Given some public key $pk$, there is some additional information $sk$ (the secret key) such that one can efficiently verify that $pk$ is a public key with respect to the secret key $sk$.
For example
for RSA, $N = pq$. Given some $N'$ which may or may not take this form, we can efficiently verify it does via the witness $(p, q)$.
for DLOG type assumptions, given some $(g, g^s)$, we can similarly efficiently verify that $g^s$ takes this form via the witness $s$
for lattice/code-based schemes, given some $(A, As + e)$, we can efficiently verify that $(As + e)$ takes this form via the witness $(s, e)$.

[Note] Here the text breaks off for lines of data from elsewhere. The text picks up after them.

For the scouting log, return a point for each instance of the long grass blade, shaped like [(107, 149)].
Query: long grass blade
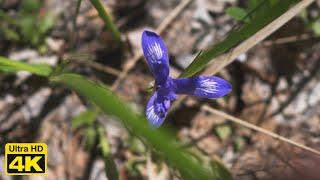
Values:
[(159, 139)]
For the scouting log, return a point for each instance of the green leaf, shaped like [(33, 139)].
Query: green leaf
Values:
[(238, 13), (109, 164), (84, 118), (39, 69), (157, 138), (90, 135), (257, 22)]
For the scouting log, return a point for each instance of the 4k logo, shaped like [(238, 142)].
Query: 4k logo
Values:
[(25, 158)]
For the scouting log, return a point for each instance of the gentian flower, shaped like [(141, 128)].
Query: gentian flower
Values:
[(167, 88)]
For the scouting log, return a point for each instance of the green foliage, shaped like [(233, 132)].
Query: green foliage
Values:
[(31, 24), (159, 139), (260, 17), (110, 165), (8, 65)]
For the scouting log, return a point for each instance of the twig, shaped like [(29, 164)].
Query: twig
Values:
[(164, 24), (225, 59), (258, 129), (289, 39)]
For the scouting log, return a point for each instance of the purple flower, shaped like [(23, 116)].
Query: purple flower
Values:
[(168, 88)]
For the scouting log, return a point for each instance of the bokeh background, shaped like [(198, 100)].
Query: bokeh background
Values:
[(275, 86)]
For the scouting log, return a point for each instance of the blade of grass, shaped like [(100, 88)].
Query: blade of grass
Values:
[(235, 37), (39, 69), (225, 59), (110, 165), (107, 20), (159, 139)]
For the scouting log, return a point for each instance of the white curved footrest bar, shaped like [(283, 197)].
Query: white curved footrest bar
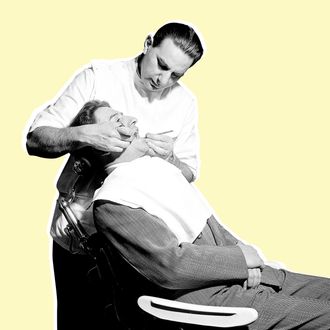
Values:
[(212, 316)]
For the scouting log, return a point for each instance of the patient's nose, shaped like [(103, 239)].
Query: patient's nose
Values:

This is all to say that, given the secret key of some PKE, it is typically quite easy to verify the public key is structured correctly (and not simply some random element).
Now, a public key would be in a coNP set if, given some "$pk$" that is not a public key (and instead is simply some "random element"), one can efficiently verify this.
For example, for RSA, if someone gives you some $N$ that cannot be written as $N = pq$, you can efficiently verify this via a complete factorization of $N = \prod_i p_i^{e_i}$. $((p_1, e_1),\dots,(p_k,e_k))$ therefore serves as a witness to $N$ not being an RSA public key, and in this sense RSA public keys are both an NP set and a coNP set.
The claim of that section of the paper is that the precondition
encryption is deterministic and the set of public-keys form a coNP set.
is restrictive. I personally view the first part of this as being more restrictive than the second.
For example, it seems likely to me that in all three examples I mentioned above, public keys form a coNP set.
In the first two examples it is obvious, and in the third I think strong enough basis reduction could/should work as a witness, in particular if $B$ is a short enough basis for the dual of $\mathcal{L}(A)$, then $(BAs + Be)$ will be an unusually short vector for a "true LWE" sample, but will be uniformly random for a random sample, e.g. will be a coNP witness.